7. Il résulte de ce qui précède que le droit de l’Union européenne fait obstacle à ce qu’en application des dispositions du 2 de l’article 119 bis du code général des impôts, une retenue à la source soit prélevée sur les dividendes perçus par une société non-résidente qui se trouve, au regard de la législation fiscale de son Etat de résidence, en situation déficitaire.
8. La société holding Savana soutient qu’en application de ces principes, les revenus distribués à la société hôtelière du Lido ne pouvaient faire l’objet d’une retenue à la source dès lors qu’elle se trouvait, en 2014 et 2015 dans une situation déficitaire. L’administration fiscale ne le conteste pas en défense et il résulte de l’instruction, et notamment des déclarations fiscales 2014 et 2015 de cette société, sur lesquelles un tampon indique qu’elles ont été enregistrées par l’administration fiscale sénégalaise, que la société hôtelière du Lido se trouvait dans une situation déficitaire à la fin de l’exercice clos en 2014 et que son résultat était nul en 2015. Dès lors, il résulte de ce qui a été dit aux points précédents que la société holding Savana est fondée à prétendre à la décharge des retenues à la source dont ont fait l’objet les distributions versées à la société hôtelière du Lido en 2014 et 2015.

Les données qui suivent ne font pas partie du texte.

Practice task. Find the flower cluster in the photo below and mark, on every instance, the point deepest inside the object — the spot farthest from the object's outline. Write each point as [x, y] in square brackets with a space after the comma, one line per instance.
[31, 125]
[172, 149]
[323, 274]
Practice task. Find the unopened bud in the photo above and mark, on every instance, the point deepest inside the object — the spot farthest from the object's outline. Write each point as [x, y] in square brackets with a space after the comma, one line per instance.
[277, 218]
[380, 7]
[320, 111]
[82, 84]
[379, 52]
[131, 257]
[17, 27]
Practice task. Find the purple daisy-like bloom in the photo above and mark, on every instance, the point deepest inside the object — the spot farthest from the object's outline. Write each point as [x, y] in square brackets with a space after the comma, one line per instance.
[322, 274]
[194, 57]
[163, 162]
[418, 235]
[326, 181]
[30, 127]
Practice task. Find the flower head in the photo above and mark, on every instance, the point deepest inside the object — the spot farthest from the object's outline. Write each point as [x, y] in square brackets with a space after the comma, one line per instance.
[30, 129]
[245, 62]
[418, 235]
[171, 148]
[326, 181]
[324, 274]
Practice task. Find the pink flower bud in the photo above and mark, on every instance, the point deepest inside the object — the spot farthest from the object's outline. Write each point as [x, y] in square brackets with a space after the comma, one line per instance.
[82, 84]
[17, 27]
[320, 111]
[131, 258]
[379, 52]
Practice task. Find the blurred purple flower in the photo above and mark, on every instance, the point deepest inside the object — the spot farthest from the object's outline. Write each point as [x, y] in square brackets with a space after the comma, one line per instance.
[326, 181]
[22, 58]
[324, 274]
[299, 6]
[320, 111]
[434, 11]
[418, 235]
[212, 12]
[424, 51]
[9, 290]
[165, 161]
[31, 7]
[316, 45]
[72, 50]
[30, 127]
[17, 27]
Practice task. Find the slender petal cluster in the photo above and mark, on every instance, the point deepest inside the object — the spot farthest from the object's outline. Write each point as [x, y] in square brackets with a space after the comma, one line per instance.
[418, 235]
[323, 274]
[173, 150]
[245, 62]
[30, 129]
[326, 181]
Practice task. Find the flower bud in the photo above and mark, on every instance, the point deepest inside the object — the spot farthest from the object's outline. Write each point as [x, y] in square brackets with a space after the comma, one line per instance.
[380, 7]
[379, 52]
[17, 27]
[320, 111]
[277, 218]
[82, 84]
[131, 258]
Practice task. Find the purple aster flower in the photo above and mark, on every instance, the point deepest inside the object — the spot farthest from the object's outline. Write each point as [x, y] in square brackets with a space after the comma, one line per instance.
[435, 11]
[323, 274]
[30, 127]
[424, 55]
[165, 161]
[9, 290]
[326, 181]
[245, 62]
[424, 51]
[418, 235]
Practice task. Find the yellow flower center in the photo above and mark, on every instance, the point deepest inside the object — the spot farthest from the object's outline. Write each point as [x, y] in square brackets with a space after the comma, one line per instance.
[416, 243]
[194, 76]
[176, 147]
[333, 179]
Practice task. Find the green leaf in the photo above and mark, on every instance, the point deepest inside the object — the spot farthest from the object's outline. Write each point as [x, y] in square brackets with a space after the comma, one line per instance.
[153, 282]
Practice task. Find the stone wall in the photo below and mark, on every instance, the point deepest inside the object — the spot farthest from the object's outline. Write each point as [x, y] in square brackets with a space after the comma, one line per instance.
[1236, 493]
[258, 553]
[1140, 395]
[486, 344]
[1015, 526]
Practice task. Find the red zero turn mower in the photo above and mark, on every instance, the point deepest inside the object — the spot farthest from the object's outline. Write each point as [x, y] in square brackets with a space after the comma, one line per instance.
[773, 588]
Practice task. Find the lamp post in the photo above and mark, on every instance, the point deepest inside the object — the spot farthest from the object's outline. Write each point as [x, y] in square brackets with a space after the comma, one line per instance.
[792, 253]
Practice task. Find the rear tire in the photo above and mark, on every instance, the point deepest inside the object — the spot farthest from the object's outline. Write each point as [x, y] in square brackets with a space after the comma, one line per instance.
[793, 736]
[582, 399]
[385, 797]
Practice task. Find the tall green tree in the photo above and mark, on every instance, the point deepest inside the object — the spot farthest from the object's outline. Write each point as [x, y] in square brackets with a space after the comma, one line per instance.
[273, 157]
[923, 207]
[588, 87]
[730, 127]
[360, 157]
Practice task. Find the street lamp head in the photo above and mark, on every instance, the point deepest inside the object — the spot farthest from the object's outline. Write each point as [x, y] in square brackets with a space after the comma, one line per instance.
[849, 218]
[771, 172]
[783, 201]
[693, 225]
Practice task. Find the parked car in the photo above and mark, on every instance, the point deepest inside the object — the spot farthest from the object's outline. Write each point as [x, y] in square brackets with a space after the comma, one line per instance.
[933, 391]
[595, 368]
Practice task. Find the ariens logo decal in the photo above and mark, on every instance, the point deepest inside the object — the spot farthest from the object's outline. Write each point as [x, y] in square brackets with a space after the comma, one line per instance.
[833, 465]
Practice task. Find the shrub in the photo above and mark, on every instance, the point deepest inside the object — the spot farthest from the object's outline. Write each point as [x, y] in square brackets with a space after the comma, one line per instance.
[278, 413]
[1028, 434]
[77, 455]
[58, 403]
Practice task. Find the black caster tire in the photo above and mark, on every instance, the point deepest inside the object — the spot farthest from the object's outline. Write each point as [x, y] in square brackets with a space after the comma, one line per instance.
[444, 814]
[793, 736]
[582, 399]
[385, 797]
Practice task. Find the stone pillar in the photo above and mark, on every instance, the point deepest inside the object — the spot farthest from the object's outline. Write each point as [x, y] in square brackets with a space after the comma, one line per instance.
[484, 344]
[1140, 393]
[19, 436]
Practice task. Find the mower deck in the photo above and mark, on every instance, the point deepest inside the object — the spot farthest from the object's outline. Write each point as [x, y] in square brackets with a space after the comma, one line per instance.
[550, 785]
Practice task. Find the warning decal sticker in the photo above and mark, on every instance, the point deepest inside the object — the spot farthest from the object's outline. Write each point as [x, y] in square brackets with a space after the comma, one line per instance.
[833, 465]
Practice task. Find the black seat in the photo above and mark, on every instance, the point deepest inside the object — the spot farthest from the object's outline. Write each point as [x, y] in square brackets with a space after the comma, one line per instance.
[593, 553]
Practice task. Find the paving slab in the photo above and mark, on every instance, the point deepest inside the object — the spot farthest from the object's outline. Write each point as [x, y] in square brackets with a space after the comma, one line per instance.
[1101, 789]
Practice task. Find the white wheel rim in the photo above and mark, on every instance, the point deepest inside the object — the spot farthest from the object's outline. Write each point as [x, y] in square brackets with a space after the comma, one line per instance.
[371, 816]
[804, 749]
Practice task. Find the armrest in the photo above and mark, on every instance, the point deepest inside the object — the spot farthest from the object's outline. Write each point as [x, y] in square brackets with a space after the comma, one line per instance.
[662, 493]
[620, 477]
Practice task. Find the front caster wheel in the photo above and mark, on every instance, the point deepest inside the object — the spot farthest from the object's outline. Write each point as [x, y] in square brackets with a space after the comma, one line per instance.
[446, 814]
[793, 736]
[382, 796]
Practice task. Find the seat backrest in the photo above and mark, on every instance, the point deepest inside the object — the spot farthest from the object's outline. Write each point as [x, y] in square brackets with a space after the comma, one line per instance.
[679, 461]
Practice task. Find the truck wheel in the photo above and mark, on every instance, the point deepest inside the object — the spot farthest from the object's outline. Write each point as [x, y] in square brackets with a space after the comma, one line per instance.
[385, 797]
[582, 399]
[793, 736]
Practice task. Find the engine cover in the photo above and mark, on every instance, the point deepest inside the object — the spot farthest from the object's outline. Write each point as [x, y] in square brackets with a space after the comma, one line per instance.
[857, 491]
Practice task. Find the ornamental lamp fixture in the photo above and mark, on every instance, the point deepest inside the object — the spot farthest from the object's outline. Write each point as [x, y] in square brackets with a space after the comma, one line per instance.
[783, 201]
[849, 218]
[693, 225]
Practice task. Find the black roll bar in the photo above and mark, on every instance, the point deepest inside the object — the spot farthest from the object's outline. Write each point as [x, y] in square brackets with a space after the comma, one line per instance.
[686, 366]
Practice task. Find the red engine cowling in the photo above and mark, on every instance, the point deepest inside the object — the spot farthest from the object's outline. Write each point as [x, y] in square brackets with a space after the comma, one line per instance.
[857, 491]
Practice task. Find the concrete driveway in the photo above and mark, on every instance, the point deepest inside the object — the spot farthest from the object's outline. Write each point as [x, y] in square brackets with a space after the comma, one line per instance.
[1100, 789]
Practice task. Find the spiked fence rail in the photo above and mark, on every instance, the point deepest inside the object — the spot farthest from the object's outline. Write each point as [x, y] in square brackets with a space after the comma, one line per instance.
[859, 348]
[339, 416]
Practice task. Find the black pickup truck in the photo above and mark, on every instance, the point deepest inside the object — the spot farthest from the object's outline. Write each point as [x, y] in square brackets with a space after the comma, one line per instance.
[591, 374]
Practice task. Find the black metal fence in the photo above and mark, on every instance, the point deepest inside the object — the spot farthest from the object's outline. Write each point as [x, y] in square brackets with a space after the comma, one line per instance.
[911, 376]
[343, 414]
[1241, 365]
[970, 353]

Sur les frais liés à l’instance :
9. Dans les circonstances de l’espèce, il n’y a pas lieu de faire droit aux conclusions de la société Holding Savana, au demeurant non chiffrées, présentées sur le fondement des dispositions de l’article L. 761-1 du code de justice administrative.
D E C I D E :
Article 1er : La société holding Savana est déchargée des cotisations supplémentaires de retenue à la source mises sa charge au titre des années 2014 et 2015.
Article 2 : Le surplus des conclusions de la requête est rejeté.
Article 3 : Le présent jugement sera notifié à la société holding Savana et au directeur régional des finances publiques d’Ile-de-France et de Paris, pôle juridictionnel administratif.
Délibéré après l’audience du 30 mai 2023, à laquelle siégeaient :
Mme Evgénas, présidente,
Mme Laforêt, première conseillère,
M. Halard, premier conseiller.
Rendu public par mise à disposition au greffe le 13 juin 2023.
La rapporteure,
L. Laforêt
La présidente,
J. Evgénas
La greffière,
M-C. Pochot
La République mande et ordonne au ministre de l’économie, des finances et de la souveraineté industrielle et numérique en ce qui le concerne ou à tous commissaires de justice à ce requis en ce qui concerne les voies de droit commun contre les parties privées, de pourvoir à l’exécution de la présente décision.